Visualizing Data

 A Gentle Introduction to GDAL Part 6.1: Visualizing Data

You may be wondering what I mean by “data visualization with GDAL”? After all, aren’t satellites images and maps — prominently featured in previous installments — both data? Well, yes. But there are differences between types of data that I think it’s worth expanding on, before diving into examples of using GDAL to create thematic maps (maps “used to emphasize the the spatial pattern of one or more geographic attributes” from Thematic Cartography and Geographic Visualization). If you want, you can just skip to the tutorials, but if you’re curious, hang around for a bit.

Images vs. Data

The first Earth observations returned from space — everything from Corona spy satellites to the first pictures from a weather satellites to photographs of the Earth from Apollo astronauts — were more on the “image” side of the data/image divide than the “data” side. All of these examples were recorded with, broadcast by, and stored on analog equipment (seriously, the early TIROS data is stored in a series of oversized books), with the variations in brightness representing relative, not absolute, differences in intensity.The information these pictures contained was more qualitative than quantitative, with the types of analysis that could be performed more suited to words than equations. These distinctions aren’t absolute. It’s certainly possible to make qualitative imagery into quantitative data with operations like counting aircraft or tracing the outline of a glacier. But for the most part, early satellite data is best thought of as a photograph (and some data were photographs, with the film returned to Earth).

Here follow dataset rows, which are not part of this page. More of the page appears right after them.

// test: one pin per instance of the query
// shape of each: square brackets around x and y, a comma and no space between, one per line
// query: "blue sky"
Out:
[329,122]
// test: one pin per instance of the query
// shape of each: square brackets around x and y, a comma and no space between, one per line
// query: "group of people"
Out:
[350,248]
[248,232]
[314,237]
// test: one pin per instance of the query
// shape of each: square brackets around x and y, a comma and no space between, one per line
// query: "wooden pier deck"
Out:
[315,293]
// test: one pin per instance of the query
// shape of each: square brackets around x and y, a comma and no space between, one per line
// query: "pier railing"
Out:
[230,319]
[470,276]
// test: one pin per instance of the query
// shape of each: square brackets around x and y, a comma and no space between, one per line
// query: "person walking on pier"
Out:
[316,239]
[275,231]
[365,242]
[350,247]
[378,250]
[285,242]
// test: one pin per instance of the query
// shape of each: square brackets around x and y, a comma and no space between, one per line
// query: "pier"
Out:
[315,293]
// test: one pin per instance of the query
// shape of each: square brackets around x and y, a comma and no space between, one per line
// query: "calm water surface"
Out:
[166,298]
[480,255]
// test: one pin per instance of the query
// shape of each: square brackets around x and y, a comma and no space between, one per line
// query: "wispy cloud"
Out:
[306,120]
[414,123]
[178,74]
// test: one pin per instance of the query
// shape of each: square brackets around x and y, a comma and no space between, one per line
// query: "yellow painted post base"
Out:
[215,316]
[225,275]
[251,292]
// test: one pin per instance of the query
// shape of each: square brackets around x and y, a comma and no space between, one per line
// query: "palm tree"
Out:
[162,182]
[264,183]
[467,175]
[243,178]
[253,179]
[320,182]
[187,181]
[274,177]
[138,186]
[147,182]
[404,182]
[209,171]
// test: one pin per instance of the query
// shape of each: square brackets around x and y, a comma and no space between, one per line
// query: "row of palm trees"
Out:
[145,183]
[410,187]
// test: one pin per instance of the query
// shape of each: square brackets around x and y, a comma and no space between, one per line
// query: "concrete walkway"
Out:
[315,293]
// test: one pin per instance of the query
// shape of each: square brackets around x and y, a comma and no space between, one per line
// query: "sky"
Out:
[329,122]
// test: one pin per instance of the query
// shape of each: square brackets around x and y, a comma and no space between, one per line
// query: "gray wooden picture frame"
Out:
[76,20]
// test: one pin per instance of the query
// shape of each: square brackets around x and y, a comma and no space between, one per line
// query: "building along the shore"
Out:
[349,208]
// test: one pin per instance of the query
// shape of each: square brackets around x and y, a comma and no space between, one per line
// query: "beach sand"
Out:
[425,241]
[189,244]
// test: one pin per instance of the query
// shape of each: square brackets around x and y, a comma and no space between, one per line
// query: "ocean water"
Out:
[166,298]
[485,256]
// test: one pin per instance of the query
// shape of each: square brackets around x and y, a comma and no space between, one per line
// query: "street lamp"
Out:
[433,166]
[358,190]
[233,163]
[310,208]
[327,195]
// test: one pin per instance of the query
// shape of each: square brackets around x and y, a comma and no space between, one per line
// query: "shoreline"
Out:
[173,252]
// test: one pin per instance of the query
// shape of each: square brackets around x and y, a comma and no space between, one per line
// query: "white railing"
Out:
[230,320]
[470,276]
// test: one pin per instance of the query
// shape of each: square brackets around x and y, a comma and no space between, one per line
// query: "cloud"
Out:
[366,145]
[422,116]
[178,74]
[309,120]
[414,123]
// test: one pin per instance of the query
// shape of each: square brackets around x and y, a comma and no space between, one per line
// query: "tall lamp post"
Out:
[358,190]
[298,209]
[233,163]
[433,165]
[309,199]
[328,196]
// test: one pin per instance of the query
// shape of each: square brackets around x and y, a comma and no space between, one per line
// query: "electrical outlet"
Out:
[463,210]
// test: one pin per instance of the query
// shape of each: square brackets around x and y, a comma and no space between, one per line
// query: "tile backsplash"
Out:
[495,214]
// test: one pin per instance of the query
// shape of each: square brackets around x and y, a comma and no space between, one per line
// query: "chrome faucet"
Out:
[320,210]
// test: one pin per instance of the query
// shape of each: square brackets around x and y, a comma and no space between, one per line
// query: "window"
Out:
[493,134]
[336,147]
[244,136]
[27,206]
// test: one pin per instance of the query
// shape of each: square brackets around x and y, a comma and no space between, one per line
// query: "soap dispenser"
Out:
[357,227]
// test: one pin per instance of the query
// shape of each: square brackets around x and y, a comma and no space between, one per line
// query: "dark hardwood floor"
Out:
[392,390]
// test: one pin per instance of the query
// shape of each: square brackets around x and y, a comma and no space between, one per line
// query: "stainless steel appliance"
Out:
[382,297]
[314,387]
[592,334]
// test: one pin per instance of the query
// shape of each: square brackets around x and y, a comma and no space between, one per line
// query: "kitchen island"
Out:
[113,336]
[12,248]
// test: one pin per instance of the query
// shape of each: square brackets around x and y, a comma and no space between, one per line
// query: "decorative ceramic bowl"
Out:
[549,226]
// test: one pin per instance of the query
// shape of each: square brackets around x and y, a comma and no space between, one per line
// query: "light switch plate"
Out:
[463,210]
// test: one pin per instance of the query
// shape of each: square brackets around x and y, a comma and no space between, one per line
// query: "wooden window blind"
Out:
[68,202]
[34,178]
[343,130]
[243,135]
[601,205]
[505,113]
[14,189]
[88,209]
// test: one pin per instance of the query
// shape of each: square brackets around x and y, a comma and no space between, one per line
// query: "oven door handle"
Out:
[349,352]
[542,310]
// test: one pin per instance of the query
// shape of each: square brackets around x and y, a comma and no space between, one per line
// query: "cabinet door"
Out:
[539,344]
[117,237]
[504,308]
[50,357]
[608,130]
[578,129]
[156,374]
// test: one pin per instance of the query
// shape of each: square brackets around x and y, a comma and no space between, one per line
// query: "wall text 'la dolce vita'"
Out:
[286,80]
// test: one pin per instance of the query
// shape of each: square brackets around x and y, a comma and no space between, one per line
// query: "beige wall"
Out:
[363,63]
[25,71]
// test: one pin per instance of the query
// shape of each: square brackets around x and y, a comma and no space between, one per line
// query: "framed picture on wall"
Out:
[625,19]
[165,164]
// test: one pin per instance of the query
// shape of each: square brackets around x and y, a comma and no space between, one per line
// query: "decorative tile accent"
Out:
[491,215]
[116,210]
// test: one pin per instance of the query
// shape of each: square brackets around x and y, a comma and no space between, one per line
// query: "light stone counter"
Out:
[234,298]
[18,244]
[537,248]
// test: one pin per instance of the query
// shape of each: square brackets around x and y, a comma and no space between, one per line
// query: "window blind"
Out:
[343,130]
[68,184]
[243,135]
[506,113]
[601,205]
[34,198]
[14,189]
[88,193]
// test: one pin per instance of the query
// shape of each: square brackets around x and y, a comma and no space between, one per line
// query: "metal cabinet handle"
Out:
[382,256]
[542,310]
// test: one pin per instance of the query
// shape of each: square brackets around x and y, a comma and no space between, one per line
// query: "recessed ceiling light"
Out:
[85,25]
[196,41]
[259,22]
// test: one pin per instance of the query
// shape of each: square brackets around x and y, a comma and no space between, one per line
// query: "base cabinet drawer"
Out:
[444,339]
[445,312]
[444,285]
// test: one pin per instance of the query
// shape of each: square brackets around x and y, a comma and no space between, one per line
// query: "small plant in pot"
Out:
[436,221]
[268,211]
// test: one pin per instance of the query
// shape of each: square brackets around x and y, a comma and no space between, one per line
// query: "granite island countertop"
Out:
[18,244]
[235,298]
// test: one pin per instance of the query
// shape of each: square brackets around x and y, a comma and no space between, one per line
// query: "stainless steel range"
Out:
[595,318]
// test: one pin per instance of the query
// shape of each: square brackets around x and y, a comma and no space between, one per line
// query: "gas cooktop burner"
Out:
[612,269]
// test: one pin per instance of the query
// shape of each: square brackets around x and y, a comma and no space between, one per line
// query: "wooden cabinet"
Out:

This changed in the 1970s as satellite remote sensing moved into the digital age, spearheaded by Landsat’s Multispectral Scanner (MSS). (Keep in mind there’s nothing inherently superior about digital vs. analog — an analog HDTV signal is higher quality than a digital DVD. “Digital” in this usage just means measurements broken up into discrete values. Digital data can be more easily stored and replicated than analog data, and computers — which require digital inputs — enable revolutionary types of analysis.) The MSS was originally intended to be complementary to Landsat 1’s principal instrument — the TV-like Return Beam Vidicon (RBV). However, users soon realized the MSS was superior to the RBV. Scenes from the MSS were more uniform, more precisely aligned with features on the surface of the Earth, were more consistent from image to image, and contained two near infrared bands (which measured light in wavelengths slightly longer than what human eyes can see) that proved critical for mapping vegetation.